The court sentenced [Mr. McGrady] for the convictions stemming from the first incident as follows: for second degree assault, a term of incarceration of ten years and, for false imprisonment, a term of incarceration of twenty-five years. As to the convictions stemming from the second incident, the court sentenced [Mr. McGrady] as follows: for first degree assault, a term of incarceration of twenty-five years; for kidnapping, a term of incarceration of twenty-five years; and for carrying a dangerous weapon openly with intent to injure, a term of incarceration of three years, all sentences to be served concurrently.McGrady v. State, No. 1657, September Term, 2012 (filed August 22, 2013), slip op. at 1-3, 7-8.
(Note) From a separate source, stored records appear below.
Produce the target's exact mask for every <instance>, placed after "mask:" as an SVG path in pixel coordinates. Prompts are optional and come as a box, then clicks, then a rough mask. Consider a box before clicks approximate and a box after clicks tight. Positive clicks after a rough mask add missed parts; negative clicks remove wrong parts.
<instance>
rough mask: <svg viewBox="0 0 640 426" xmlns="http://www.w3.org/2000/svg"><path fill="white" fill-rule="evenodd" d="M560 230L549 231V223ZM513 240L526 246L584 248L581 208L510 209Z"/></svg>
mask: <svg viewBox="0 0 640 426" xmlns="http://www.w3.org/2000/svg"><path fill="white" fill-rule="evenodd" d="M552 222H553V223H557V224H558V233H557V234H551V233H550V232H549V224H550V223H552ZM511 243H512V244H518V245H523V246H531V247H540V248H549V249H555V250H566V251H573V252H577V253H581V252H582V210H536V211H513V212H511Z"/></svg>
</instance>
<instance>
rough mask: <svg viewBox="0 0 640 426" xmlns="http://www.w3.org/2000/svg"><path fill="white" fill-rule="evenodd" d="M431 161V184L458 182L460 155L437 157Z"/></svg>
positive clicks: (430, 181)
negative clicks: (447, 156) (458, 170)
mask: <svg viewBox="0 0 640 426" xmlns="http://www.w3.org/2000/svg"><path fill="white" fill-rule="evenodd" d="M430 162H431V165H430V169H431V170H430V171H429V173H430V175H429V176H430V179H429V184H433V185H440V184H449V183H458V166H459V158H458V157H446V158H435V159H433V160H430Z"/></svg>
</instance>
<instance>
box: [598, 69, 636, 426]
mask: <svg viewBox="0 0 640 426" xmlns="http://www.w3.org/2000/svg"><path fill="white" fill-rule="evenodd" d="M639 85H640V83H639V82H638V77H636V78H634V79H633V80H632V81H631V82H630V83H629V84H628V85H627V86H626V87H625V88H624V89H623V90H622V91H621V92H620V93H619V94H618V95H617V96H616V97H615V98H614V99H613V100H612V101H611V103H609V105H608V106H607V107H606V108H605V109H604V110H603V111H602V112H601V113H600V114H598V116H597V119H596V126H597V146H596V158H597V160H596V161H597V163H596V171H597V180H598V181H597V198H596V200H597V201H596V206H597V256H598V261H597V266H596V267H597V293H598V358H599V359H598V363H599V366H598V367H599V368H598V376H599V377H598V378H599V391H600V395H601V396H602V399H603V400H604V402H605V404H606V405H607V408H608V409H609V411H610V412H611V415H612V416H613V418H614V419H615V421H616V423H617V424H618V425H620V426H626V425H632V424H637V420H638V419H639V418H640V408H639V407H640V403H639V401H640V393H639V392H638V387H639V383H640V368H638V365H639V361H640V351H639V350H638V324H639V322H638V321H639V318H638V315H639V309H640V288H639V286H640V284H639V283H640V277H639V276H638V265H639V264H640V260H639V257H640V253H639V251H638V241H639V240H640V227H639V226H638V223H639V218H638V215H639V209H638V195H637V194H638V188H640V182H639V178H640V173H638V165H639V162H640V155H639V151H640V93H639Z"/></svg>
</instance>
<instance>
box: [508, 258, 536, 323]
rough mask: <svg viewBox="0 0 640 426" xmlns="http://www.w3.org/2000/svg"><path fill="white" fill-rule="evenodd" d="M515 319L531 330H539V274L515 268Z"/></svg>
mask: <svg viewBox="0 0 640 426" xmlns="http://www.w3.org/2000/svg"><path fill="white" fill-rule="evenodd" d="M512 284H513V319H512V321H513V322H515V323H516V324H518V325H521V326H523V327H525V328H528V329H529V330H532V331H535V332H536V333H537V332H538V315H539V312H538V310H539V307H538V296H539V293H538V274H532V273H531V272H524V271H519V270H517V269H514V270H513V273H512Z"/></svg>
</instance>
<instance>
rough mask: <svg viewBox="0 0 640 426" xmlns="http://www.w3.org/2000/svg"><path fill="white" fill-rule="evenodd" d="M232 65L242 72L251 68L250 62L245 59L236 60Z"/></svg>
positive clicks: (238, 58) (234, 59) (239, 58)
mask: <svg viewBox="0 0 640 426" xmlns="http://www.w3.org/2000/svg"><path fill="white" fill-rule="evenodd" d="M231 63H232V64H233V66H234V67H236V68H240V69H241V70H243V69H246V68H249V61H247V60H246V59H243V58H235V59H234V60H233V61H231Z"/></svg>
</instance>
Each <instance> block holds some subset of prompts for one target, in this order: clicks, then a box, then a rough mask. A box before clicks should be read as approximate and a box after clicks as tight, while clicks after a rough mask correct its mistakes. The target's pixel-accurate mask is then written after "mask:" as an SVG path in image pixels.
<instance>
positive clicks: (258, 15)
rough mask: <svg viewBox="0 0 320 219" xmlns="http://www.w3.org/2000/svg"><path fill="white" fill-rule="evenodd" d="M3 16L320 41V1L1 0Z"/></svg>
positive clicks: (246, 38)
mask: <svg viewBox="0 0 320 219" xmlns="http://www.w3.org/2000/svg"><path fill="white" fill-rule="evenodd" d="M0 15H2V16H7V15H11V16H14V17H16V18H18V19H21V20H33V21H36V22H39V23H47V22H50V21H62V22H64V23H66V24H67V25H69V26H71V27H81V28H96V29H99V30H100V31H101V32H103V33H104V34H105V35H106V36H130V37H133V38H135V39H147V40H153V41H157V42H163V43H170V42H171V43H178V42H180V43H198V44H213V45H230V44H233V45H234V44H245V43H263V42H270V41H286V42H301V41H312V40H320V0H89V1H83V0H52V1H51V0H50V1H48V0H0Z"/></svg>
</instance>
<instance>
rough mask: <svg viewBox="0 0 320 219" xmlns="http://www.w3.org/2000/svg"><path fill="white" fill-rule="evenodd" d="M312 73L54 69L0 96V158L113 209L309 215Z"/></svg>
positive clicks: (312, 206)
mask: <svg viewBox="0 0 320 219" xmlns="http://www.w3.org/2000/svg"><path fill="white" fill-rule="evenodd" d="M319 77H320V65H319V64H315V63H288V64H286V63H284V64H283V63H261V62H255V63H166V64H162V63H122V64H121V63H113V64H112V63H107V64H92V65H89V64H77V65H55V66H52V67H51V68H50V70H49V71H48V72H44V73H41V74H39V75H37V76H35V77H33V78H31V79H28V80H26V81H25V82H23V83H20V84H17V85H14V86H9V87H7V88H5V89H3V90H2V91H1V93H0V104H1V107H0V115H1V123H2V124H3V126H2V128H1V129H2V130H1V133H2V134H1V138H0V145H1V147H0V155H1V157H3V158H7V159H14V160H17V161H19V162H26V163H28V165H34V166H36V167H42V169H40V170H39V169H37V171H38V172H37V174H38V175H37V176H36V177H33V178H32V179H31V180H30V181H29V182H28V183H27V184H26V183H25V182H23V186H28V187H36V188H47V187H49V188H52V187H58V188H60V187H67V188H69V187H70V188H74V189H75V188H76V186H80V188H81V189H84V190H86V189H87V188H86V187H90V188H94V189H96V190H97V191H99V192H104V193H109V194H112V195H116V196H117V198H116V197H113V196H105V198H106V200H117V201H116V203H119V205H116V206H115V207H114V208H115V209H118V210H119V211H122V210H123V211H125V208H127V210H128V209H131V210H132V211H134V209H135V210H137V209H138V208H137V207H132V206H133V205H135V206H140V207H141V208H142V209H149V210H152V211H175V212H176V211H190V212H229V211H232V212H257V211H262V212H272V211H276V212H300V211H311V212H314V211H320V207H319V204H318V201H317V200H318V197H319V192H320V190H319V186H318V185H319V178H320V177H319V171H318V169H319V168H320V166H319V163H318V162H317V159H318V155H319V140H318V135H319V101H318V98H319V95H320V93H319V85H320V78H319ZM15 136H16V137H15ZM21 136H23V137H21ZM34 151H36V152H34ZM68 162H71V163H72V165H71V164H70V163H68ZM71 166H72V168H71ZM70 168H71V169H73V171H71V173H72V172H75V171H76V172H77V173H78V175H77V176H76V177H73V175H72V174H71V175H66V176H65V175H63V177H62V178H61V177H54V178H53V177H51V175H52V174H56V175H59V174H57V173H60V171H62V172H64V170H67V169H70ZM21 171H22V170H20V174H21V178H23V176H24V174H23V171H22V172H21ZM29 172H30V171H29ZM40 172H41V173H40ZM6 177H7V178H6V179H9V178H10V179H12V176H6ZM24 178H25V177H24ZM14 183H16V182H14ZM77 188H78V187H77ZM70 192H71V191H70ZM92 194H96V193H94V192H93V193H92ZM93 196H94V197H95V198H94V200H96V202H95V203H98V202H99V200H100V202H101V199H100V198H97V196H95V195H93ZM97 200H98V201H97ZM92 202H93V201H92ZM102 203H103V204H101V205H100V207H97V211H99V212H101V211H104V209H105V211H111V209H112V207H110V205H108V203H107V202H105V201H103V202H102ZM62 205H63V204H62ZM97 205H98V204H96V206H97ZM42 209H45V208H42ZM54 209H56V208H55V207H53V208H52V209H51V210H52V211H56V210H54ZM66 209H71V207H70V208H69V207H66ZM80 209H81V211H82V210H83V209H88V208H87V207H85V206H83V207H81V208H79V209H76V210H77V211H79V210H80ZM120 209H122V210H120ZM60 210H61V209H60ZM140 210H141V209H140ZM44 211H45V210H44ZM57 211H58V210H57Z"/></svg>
In January 2022, Mr. McGrady filed the "Motion to Correct Sentence," in which he contended that in 2010, he "entered into a Guilty Plea in the Superior Court for Kent County, Delaware, to 12 months for Unlawful Imprisonment, and 4 months for Resisting Arrest with Violence and Force" (quotations omitted), and was incarcerated in Delaware "from June 30, 2010 up-until-about December of 2011." Mr. McGrady requested that the circuit court award him twelve months' credit against his term of incarceration, on the ground that his conviction in Delaware of unlawful imprisonment "was the same offense" as his conviction of kidnapping. The court denied the motion.
Mr. McGrady contends that the court erred in denying the motion, because he "was actually charged, tried, convicted, and sentenced for the same offense" in two different states, and hence, "there is . . . a double jeopardy issue." We disagree. The Court of Appeals has long held that "[o]ffenses against separate sovereigns are separate offenses for double jeopardy purposes even if the successive prosecutions are based upon the same acts." Bailey v. State, 303 Md. 650, 660 (1985) (citations omitted). This doctrine, commonly known as the "dual sovereignty doctrine," id., renders Mr. McGrady's conviction in Delaware of unlawful imprisonment and his conviction of kidnapping in the circuit court separate offenses for double jeopardy purposes, and hence, the court did not err in denying the motion to correct sentence.
JUDGMENT OF THE CIRCUIT COURT FOR CAROLINE COUNTY AFFIRMED. COSTS TO BE PAID BY APPELLANT.
[*]This is an unreported opinion, and it may not be cited in any paper, brief, motion, or other document filed in this Court or any other Maryland Court as either precedent within the rule of stare decisis or as persuasive authority. Md. Rule 1-104.